The Adolescent Brain

The Middle School faculty consulted NIH researcher Dr. Jay Giedd in their division-wide project on how young adolescents learn (“Brain” FACA). This project has informed divisional work in both guidance and pedagogy ever since. Cathy Schmidt, project chair, says: “The ‘Brain FACA’ of 2003 has had a continuous impact on Middle School. There is not a week that goes by that someone doesn’t refer to the connection between our studies of the neuro-scientific discoveries about adolescents and our goal of moving each student toward higher levels of cognition. We learned the scientific reasons why certain approaches to teaching will work and others will not.”

Eighth Grade Interdisciplinary Program

A team of eighth grade teachers designed an initiative for their students to explore topics related to advocacy, the grade-level theme. “Advoc8” is a multi-faceted process through which students familiarize themselves with a community issue in search of a solution, then develop a proposal, either individually or in small groups, to address the problem. This authentic and research-based approach will include consultation with those directly impacted by the problem, and will lead to greater understanding of the power of the individual as an agent of change.

Mathematical Habits of Mind

Park’s Upper School mathematics department wrote an original curriculum for grades 9-11. (To our best knowledge, Park is one of only five schools in the nation undertaking this level of curricular work.) Tony Asdourian cites working on this project as “the most valuable educational experience of my life.”

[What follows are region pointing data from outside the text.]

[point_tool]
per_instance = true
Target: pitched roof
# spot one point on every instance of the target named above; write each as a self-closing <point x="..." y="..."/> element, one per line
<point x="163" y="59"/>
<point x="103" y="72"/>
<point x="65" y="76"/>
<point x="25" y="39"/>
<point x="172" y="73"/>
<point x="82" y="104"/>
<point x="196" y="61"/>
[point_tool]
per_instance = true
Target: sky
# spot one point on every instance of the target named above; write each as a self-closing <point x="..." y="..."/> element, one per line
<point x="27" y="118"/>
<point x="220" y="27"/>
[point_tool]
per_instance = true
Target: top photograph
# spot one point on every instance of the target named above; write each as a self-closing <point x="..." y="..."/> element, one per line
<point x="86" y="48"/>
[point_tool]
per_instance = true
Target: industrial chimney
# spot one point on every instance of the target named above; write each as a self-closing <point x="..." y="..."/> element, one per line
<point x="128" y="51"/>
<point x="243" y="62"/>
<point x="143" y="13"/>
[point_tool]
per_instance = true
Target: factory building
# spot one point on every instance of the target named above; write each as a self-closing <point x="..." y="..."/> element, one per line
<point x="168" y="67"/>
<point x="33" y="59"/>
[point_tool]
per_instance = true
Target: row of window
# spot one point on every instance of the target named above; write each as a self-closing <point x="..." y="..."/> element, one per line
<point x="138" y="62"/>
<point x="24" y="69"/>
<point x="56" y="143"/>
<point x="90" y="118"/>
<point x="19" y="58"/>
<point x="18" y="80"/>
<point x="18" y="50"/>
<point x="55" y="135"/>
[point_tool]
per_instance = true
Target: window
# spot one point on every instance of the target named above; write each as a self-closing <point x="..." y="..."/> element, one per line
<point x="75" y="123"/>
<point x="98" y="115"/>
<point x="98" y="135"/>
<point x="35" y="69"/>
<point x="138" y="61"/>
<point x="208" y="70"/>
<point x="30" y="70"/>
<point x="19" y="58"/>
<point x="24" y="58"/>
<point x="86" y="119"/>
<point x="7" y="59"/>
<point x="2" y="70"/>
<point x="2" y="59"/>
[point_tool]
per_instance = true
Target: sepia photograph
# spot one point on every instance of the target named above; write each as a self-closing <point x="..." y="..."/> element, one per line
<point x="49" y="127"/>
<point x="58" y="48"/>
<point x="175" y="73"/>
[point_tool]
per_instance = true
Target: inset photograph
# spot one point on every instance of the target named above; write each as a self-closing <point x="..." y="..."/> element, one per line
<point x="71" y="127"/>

Diversity in the Curriculum

Middle School Social Studies Chair Cathy Schmidt has done research to add a unit on Africa to eighth grade social studies, and in summer 2007, Upper School History teachers John Kessinger and Daniel Jacoby researched the Ottoman Empire and North Africa, Haiti, and Mexico to enhance required courses and electives in non-Western history.

Lower School Word Study

A group of Lower School teachers representing first through fourth grades immersed themselves in the teaching of word study, a category that includes teaching the skills necessary for reading and writing, i.e., spelling, phonics, vocabulary, and grammar. Building upon the work of previous FACA projects, the group delved into current research into best practices, identified priorities, outlined shared goals to ensure a consistent experience across grade levels, and planned for parent education opportunities, all in the service of a strong language arts experience for our students.

Award-Winning Writing

Laura Amy Schlitz, 2008 Newbery Medal winner for Good Masters! Sweet Ladies!, started work on this book through an individual FACA writing project. She dedicated another of her books, A Drowned Maiden’s Hair, to the “Faculty Writers” FACA group, whom she describes as “magicians and midwives” to her book.

Civic Engagement

Projects on “Habitat for Humanity” and “Service and Community” at Park School have supported the development of service activities and establishment of “Park Service,” a volunteer group of faculty and students which meets weekly to coordinate activities.

Broadening the Conversation about Race

Eighty faculty, administrators, and staff have participated in “Broadening the Conversation about Race.” Park faculty presented the model at the NAIS People of Color Conference in 2008 and have since offered it as a professional development activity for participants in Baltimore’s public/independent school Middle Grades Partnership program. The FACA Race project has led to an ongoing discussion group for Upper School students and to active diversity committees in all three divisions.

Harvard’s Project Zero

Pre-work for the 2007 division-wide project on “Differentiated Learning in the Middle School Classroom” included work by three members of the Middle School science faculty, who took an on-line Project Zero course (Harvard Graduate School of Education), and piloted new approaches in their classrooms. Other groups of faculty have attended the Project Zero Institute to support their work on curricular design.